On Fri, 2026-03-20 at 10:46 -0500, Robert Dubner wrote:
> > -----Original Message-----
> > From: Richard Biener <[email protected]>
> > Sent: Friday, March 20, 2026 03:24
> > To: Robert Dubner <[email protected]>
> > Cc: [email protected]
> > Subject: Re: COBOL: Hoping for insight with middle-end computation
> > time.
> >
> > On Fri, Mar 20, 2026 at 12:23 AM Robert Dubner <[email protected]>
> > wrote:
> > >
> > > It happens that COBOL has the COMPUTE statement. It takes the
> > > form of,
> > > for example, COMPUTE DDD = AAA + BBB.
> > >
> > > We implement that by creating a temporary variable, using that as
> > > the
> > > target of an addition of AAA and BBB, and then doing an
> > > assignment to
> > > DDD.
> > > (Recall that COBOL variables can be quite complex, so we are a
> > > long way
> > > from being able to do this with an ADD_EXPR.)
> > >
> > > We have determined that the way I've been producing GENERIC for
> > > that
> > > results in N-squared computation time somewhere in the middle
> > > end.
> > >
> > > I have been tearing my hair out trying to figure out what's
> > > causing that
> > > N-squared behavior.
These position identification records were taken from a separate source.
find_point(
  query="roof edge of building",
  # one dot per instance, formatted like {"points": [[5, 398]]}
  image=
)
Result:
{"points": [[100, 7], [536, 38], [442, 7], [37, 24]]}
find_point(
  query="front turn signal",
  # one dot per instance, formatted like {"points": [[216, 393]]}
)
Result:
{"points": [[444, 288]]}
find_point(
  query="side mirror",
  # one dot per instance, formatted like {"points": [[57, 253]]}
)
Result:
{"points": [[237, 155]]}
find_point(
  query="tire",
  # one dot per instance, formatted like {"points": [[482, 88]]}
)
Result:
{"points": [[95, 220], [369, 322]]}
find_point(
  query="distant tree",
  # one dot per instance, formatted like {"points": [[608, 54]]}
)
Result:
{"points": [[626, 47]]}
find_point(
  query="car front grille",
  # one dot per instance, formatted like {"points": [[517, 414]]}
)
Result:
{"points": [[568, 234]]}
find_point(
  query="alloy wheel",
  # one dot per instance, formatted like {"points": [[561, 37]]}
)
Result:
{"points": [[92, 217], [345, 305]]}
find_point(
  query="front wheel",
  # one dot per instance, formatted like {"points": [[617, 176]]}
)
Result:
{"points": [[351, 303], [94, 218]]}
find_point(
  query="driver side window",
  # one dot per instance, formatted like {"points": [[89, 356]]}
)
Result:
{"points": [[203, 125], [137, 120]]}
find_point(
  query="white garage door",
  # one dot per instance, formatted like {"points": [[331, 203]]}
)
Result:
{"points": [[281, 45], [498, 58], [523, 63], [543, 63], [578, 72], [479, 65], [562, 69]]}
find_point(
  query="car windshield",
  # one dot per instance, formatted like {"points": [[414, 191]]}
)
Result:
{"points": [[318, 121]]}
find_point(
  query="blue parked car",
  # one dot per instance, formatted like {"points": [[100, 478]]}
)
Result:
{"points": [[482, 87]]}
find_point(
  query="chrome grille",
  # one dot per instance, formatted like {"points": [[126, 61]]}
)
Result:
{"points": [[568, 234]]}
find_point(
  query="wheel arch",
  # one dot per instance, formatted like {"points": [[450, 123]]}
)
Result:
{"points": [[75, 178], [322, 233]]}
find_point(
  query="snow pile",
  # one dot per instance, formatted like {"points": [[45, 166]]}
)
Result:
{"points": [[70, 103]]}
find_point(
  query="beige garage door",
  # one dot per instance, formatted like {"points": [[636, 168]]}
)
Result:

I commented away the assignment, and I got
> > > rid of
> > > the
> > > arithmetic. All that's left is the creation of the temporary,
> > > and some
> > > IF
> > > statements that are generated to test for errors along the way of
> > > the
> > > computation. (COBOL has a very rich error-detection and
> > > exception-generating facility.
> > >
> > > The remaining GIMPLE for a single iteration (as shown by
> > > -fdump-tree-gimple) is shown below. The "phase opt and generate"
> > > times
> > > for repetitions of that GIMPLE are shown here:
> > >
> > > phase opt Factor
> > > Repeats & generate
> > > 1,000 0.17
> > > 2,000 0.49 2.9
> > > 4,000 1.55 3.2
> > > 8,000 7.56 4.9
> > > 16,000 49.31 6.5
> > > 32,000 281.29 5.7
> > >
> > > I have been struggling with this for days. Is there an
> > > explanation for
> > > why the following GIMPLE is resulting in that N-squared behavior?
> > >
> > > I agree that the conditionals are a bit convoluted, and Jim and I
> > > are
> > > working to do COMPUTE in a much improved way. But I still feel a
> > > need
> > > to
> > > understand what's going on!
> >
> > Can you share a COBOL testcase that shows what you observe above?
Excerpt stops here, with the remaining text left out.